The lightning-record-form is a powerful, high-level component that simplifies data entry and display. However, its performance is heavily influenced by the layout-type attribute. When layout-type="Full" is used, the component fetches and renders every single field defined on the object's "Full" page layout in the Salesforce metadata. In this case, the Account object has 275 fields. Fetching and rendering such a large volume of metadata and data causes a significant performance lag, even if the user only cares about three specific fields. To improve performance, the developer should switch from a layout-based approach to a field-based approach. By removing the layout-type attribute and adding the fields attribute (Option A), the developer can pass an array of only the specific field API names required (e.g., ['Name', 'CustomField1__c', 'CustomField2__c']). This drastically reduces the amount of data requested from the Lightning Data Service (LDS) and minimizes the DOM elements the browser needs to render. Option C is incorrect because "Partial" is not a valid value for layout-type; the only supported values are "Full" and "Compact". Option B only affects the visual spacing of the fields and does not reduce the data load. Option A is the direct and most effective way to optimize component responsiveness by limiting the data scope.

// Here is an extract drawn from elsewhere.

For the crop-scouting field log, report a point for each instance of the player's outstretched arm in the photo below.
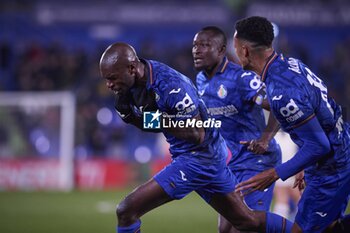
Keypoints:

When a trigger unexpectedly executes twice (recursion), it is typically due to the Salesforce Order of Execution. A common cause is a workflow rule, process, or flow updating the same record that initiated the transaction, which re-triggers the original Apex trigger. To identify exactly where this second execution is being initiated, the most effective technique is to use system.debug() statements in conjunction with the Developer Console logs (Option D). By placing debug statements at the start of the trigger (e.g., System.debug('Trigger Fired');), the developer can examine the execution log to see how many times that line appears. More importantly, the execution log provides a hierarchical "trace" of the entire transaction. The developer can look for entries like FLOW_CREATE_INTERVIEW or WF_RULE_EVAL_BEGIN between the two trigger execution blocks. This trace reveals exactly which automation (Flow, Workflow, or another Trigger) caused the record to be updated a second time. Option A is inefficient and disruptive to production environments. Option B is too broad and doesn't provide the internal execution context. Option C checks for code validity but does not diagnose runtime logic issues in a live environment. Tracing the execution through logs is the standard programmatic way to debug recursion and side effects in Salesforce.